The Last Wish – Andrzej Sapkowski

Everyone always tries to find something else to do instead of writing their dissertations. It’s a fact we all need to accept, is that when your coursemate brags they’ve started it or done a massive amount of progress on it, the truth is they’re probably 3 seasons deep into a Netflix Original and they need to hide it. Over the summer though, I was not 3 seasons deep into a Netflix Original, but rather watching someone else get 90 hours deep into The Witcher 3.

I quickly became enchanted with the world of Geralt the Witcher; from the monster hunting, to the fantasy setting and the crap haircuts we would give him before important looking cutscenes, The Witcher was a good escape from the 10 to 10 monotony of my summer waitressing job. Who would honestly be wanting to take the orders of screaming children when you could be getting drunk trying to fight a vampire?

However as my hours ramped up and the summer ended, my flatmate’s journey with Geralt was wrapped up but I was left wanting more. So when I found out that the game actually was based on a series of books, I immediately ordered the first, apprehensive to see if the books measured up to the fantastic universe I had become so fond of.

Honestly, it did. There’s a lot of differences between books and games as a medium, for example you get to see a lot more into a character’s head and what they’re thinking which is something you can’t achieve with games without having awkward asides every five seconds. The book made it easier to get into the head of Geralt without it feeling like it dragged, and the stories were a lot better when you didn’t have to travel across a map to access them. With a turn of the page, you’re at the next adventure.

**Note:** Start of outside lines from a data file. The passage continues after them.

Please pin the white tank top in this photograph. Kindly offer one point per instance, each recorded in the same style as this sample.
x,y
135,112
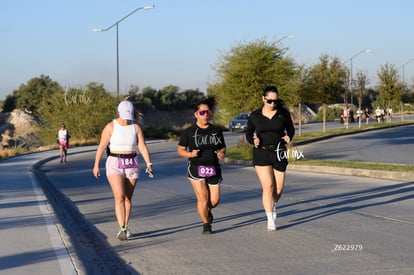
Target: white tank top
x,y
123,138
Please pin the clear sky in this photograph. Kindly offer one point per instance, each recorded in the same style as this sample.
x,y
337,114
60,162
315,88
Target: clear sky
x,y
180,41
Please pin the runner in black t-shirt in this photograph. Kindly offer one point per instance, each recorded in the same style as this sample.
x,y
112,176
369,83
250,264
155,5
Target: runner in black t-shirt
x,y
269,129
203,145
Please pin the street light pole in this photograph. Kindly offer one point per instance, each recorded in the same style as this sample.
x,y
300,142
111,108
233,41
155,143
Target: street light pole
x,y
116,24
402,104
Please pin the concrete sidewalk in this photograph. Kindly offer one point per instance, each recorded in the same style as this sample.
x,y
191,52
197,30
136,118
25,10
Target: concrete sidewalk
x,y
30,239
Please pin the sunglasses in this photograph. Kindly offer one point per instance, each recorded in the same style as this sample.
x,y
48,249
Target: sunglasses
x,y
271,101
204,112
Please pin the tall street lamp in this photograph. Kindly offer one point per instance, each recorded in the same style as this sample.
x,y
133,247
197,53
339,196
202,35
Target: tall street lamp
x,y
117,43
402,104
351,78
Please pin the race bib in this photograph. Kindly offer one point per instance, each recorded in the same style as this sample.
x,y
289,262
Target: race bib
x,y
124,163
206,171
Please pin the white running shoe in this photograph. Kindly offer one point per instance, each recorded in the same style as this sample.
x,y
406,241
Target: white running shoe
x,y
274,214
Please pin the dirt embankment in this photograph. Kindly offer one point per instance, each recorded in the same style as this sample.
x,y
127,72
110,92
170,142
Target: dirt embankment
x,y
17,130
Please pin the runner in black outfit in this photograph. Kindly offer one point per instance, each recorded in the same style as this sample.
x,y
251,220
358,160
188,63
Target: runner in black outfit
x,y
269,129
203,145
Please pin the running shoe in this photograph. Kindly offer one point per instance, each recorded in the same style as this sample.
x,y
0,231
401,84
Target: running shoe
x,y
207,228
128,233
121,235
274,213
210,217
271,227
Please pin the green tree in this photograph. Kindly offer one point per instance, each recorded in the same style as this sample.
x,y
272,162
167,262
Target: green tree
x,y
300,90
30,95
329,82
245,71
390,87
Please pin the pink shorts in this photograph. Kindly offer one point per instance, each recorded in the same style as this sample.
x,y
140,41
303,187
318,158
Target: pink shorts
x,y
64,144
112,168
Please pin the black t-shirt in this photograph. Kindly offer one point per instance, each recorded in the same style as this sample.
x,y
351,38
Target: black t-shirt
x,y
207,140
270,131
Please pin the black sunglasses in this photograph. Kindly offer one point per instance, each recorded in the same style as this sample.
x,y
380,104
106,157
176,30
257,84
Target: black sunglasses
x,y
271,101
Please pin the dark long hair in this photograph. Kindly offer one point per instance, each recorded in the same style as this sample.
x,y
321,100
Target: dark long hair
x,y
273,89
209,101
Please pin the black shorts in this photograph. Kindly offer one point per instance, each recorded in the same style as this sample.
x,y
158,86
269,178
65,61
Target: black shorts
x,y
192,173
276,158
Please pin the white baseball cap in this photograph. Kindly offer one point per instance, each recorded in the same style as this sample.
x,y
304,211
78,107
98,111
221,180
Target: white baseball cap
x,y
126,110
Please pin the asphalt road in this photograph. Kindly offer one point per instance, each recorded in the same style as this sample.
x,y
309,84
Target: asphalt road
x,y
328,224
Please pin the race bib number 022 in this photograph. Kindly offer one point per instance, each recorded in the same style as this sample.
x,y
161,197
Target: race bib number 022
x,y
125,163
206,171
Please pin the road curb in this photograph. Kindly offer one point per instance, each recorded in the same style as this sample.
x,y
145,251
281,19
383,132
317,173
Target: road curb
x,y
391,175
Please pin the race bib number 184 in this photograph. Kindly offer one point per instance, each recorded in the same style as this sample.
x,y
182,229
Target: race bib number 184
x,y
124,163
206,171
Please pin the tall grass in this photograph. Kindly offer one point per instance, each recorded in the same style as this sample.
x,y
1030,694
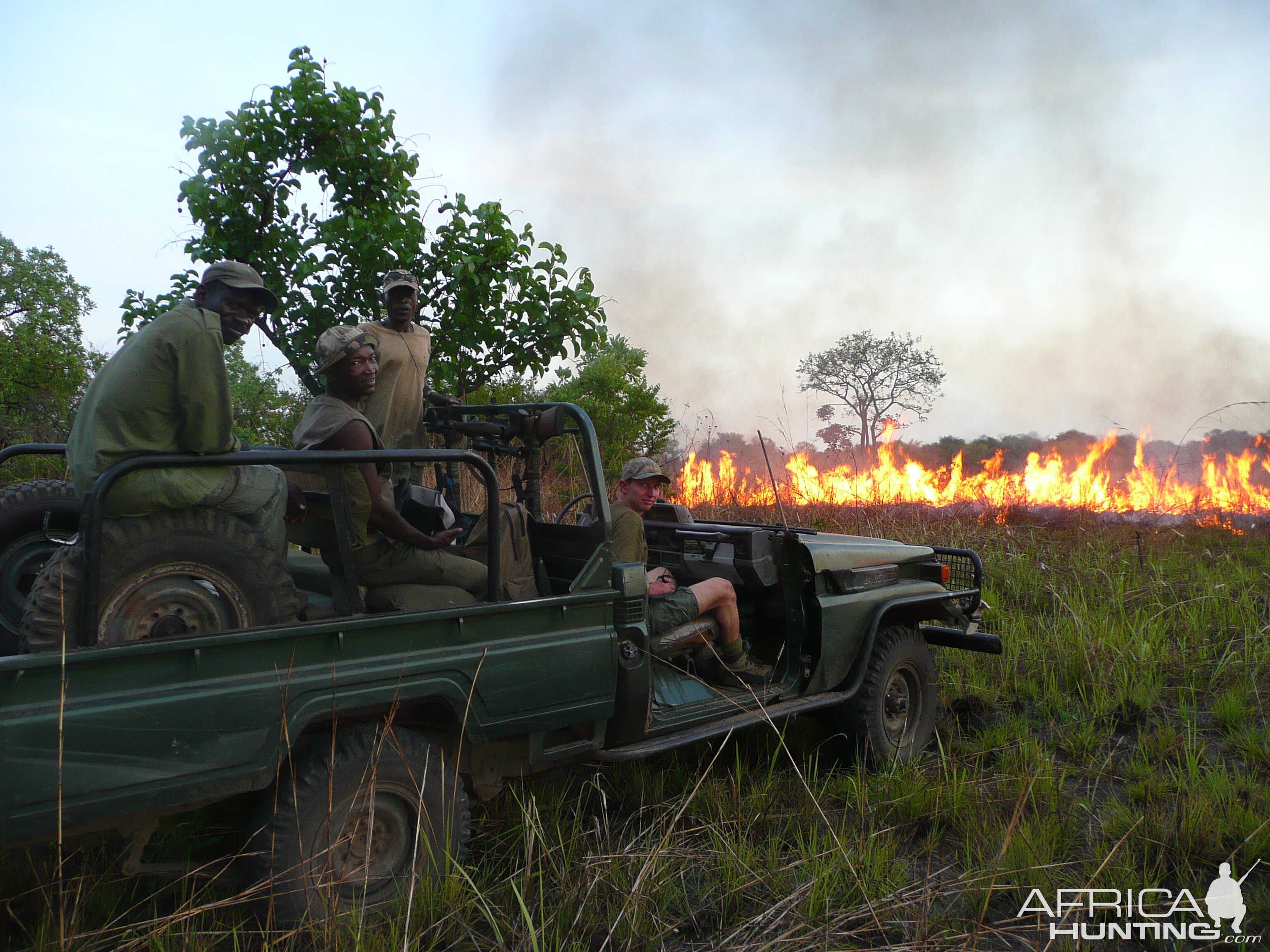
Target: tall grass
x,y
1122,740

When it comes to personal preference as well, one of the main perks of the book is that it follows the romantic route that I enjoyed most from the game. The love interest that I picked out for Geralt was Yennefer of Vengerberg, a sorceress Geralt raised a child with and ultimately had a lot of history with. Yennefer to me was Geralt’s ‘forever girl’ and the game didn’t give me enough of that romance, however with the books Yennefer is the only romantic interest and I love seeing her romantic interactions with Geralt.

Overall, whilst I haven’t made my mind up on which is better. Since I’ve only read one book in Sapkowski’s series, I think I need to give the others a chance before I make a final decision. However, if you’re a The Witcher fan who wants another chance to explore a fantastic universe then I would definitely recommend the series. Since well … it made the games famous you know.